# Mid Morning/Afternoon Snacks ??



## ians (Jun 14, 2002)

I am trying to up my food intake to the recommended 5-6 meals a day, however im struggling to find convenient things which i can eat mid morning and mid afternoon with my protein shakes !

I know peolpe recommend things like chicken, beef etc - but this is just not possible while i am at work !!

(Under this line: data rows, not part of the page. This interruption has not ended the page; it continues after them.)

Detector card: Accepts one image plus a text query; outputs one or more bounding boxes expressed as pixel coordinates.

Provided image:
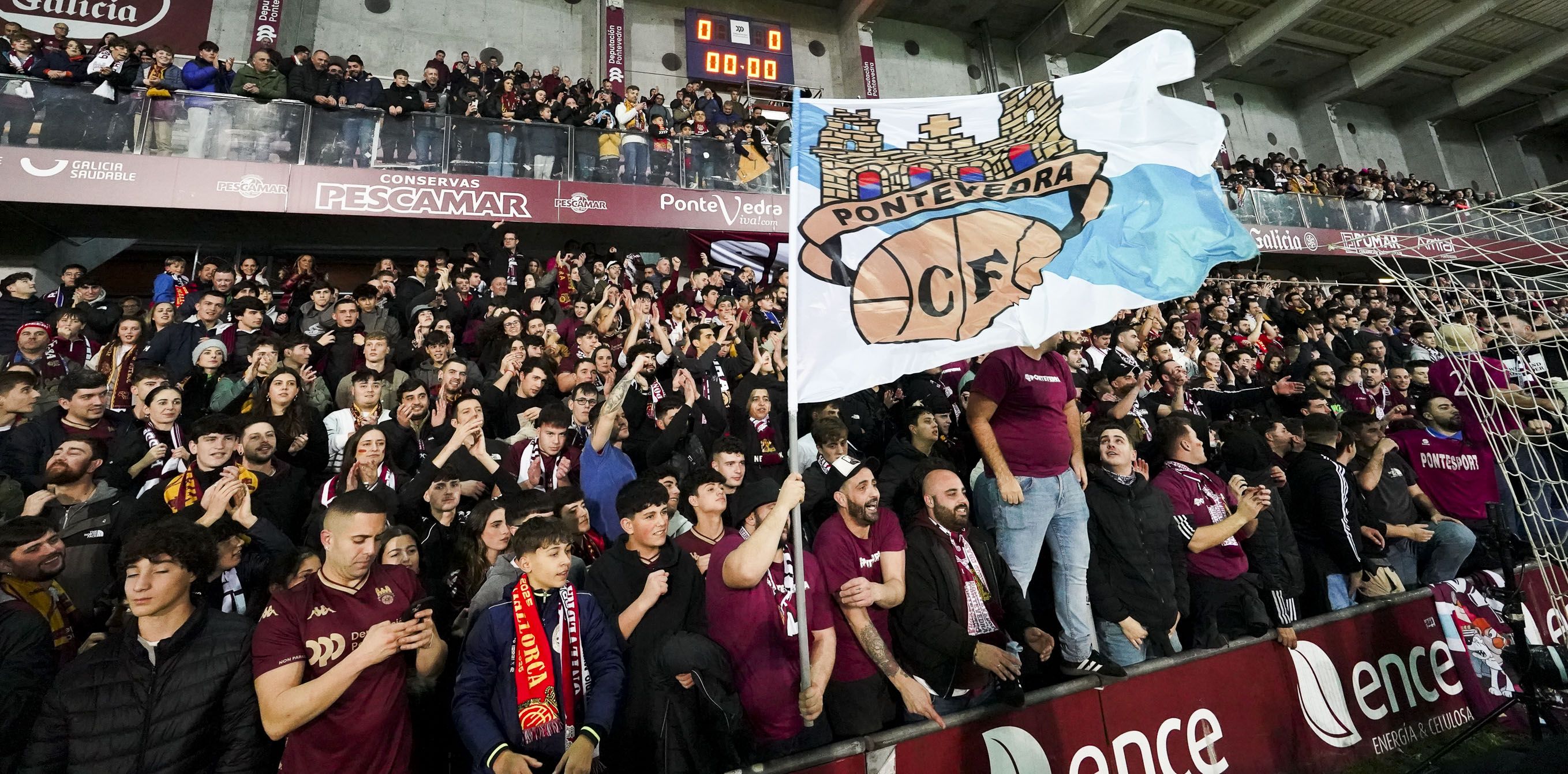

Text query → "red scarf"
[555,260,577,310]
[511,573,588,746]
[99,343,138,411]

Does anyone have any suggestions as to what i could be eating ?? Perhaps something which i could prepare the night before and keep in the fridge at work !

Im currentlly 198lbs and looking to get to 210lbs.

My cuurent daily intake is :-

Breakfast:-
1 x bowl of cereal
1 x protein shake
1 x 5g Creatine

Mid Morning:-
1 x protein shake

Lunch:-
2 x Sandwhich (Chicken Breast, wholemeal bread)
1 x Apple
1 x Orange
1 x Low fat yoghurt

Mid Afternoon:-
1 x protein shake

Dinner:-
2 x Baked Potato
2 x Chicken Breast
or
1 x Pasta
2 x Chicken Breast

WORKOUT

1 x protein shake
1 x 5g Creatine

Any advice would be very much appreciated !


----------



## SpecialK (Jun 14, 2002)

Peanut Butter or Peanuts can be very convinient..and also addicting.


----------



## Miss LeDix (Jun 14, 2002)

What about cottage cheese? I eat it with a cut apple and sprinkle the mix with cinammon. It's a great mix of protien, fiber, calcium!


----------



## Tank316 (Jun 14, 2002)

raw nuts, beef jerky, a ''natural'' peanut butter sandwich.


----------



## ians (Jun 14, 2002)

> _*Originally posted by Tank316 *_
> raw nuts, beef jerky, a ''natural'' peanut butter sandwich.



Any particular type of nut ?? as i was led to believe that although nuts are a good source of protein and carbs, they can contain a large amount of fat !!


----------



## Brian_m35 (Jun 14, 2002)

I agree with Miss LeDix. Cottage cheese is great for a snack. I always make sure to have some in stock in the fridge at work. Some other quick snacks you can bring with you are a few hard boiled eggs ( I eat just the whites from two and the whole of the third ), chicken breasts cooked the night before, or a can or package of tuna. I'm sure some of the experts here can come up with a bunch of other ideas too.


----------



## SpecialK (Jun 14, 2002)

It's good fat...plus it's good to take with your protein shake, but nuts are high in calories...1/4 of a cup got almost 200...but it's good since you're trying to bulk.  Don't eat the whole can...just in moderation.  Almonds, cashews and pecans are pretty good for snaking...


----------



## Tank316 (Jun 14, 2002)

> _*Originally posted by ians *_
> 
> 
> Any particular type of nut ?? as i was led to believe that although nuts are a good source of protein and carbs, they can contain a large amount of fat !!


raw almonds, walnuts, peanuts, and yes, in moderation.keep in mind, they are good fats.


----------



## w8lifter (Jun 14, 2002)

Nuts  I'd go w/ nuts w/ those shakes....all those that have been mentioned...raw almonds, peanuts, walnuts, cashews, pecans, etc.


----------



## maggie (Jun 14, 2002)

I'd only add to try and get unsalted nuts.  I'm able to find unsalted p-nuts.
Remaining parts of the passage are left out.